A writer writes.  That’s what makes a writer.  Not
publication, nice if you can get it, not money, nice if you can get it, not
even readers, nice if you can get them.  A writer writes.  That’s the
part you get to keep. You can’t be a rock star.  You have to be a
musician.  The act of creation never ends.  Everything else is
extra.

Garceus

3 Comments

  1. Lisabet Sarai

    "Writing was my way out of that solitude. Black ink looping from my fountain pen like dark silk spinning webs of fantasy and desire."

    It astounds me that you can write two sentences like the above yet believe your muse has fled.

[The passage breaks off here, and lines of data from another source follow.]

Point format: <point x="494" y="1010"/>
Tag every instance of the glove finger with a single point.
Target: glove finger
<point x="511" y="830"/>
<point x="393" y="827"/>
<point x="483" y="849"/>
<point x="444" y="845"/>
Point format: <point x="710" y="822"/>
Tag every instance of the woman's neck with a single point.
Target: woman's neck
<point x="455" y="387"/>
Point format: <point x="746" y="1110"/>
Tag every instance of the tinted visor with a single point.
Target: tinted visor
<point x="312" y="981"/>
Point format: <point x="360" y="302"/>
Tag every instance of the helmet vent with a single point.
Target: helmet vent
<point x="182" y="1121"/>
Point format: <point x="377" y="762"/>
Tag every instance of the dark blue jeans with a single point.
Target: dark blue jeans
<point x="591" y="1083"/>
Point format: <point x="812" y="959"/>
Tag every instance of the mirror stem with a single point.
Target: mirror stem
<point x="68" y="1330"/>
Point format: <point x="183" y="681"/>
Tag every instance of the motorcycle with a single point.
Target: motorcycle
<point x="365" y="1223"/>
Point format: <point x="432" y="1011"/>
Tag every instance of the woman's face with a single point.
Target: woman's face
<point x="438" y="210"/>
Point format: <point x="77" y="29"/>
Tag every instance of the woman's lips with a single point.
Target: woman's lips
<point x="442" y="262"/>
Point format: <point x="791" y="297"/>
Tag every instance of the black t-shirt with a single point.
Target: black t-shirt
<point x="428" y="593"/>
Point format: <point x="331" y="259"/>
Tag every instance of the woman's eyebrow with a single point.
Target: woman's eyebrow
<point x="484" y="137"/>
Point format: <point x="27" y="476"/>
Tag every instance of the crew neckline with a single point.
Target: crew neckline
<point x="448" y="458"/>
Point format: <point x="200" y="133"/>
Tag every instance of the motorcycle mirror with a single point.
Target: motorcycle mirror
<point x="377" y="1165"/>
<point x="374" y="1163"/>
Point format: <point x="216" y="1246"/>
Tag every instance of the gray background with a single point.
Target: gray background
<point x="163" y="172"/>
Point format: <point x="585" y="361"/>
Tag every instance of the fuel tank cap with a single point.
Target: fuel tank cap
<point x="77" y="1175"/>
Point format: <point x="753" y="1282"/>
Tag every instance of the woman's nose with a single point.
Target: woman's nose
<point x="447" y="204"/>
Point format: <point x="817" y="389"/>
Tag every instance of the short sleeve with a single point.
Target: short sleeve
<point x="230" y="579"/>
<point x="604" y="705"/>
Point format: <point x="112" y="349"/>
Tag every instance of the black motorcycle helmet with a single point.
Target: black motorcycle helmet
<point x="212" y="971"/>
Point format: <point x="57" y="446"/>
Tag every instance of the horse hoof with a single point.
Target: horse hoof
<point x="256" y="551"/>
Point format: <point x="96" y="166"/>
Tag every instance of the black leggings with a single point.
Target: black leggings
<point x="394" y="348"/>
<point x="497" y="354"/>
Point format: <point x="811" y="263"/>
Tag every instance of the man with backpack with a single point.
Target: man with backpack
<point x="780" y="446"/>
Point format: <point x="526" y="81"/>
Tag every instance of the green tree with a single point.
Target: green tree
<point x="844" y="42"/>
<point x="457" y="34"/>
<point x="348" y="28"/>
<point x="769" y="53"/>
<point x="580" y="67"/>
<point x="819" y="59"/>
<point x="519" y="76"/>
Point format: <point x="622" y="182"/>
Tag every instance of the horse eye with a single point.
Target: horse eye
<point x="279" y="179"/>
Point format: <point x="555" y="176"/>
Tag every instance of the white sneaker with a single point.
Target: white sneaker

    I'm glad you're emerging, though, from the dark night of your soul.

    Hugs.

  2. Donna

    I just returned from a trip to the East Coast where one of my stops was the birth home of Nathaniel Hawthorne as well as the Customs House where he conceived The Scarlet Letter. I learned that he also was a solitary man in his youth, who was so devastated by the rejection of his first novel, he burned the manuscript. Even as he gradually gained success in publishing, he was all too aware that the majority of the people around him didn't know or care about his work. Even writers whose names live on experienced the same things that you do, that many of us do. I agree with Lisabet that this eloquent and honest essay shows that your talent and your muse is still with you. We must all remember that fame and fortune are hollow. The love of storytelling only is the heart and soul and life. Please keep writing!

  3. Jean Roberta

    What Lisabet and Donna said, Garce. I don't believe you will ever stop being a writer.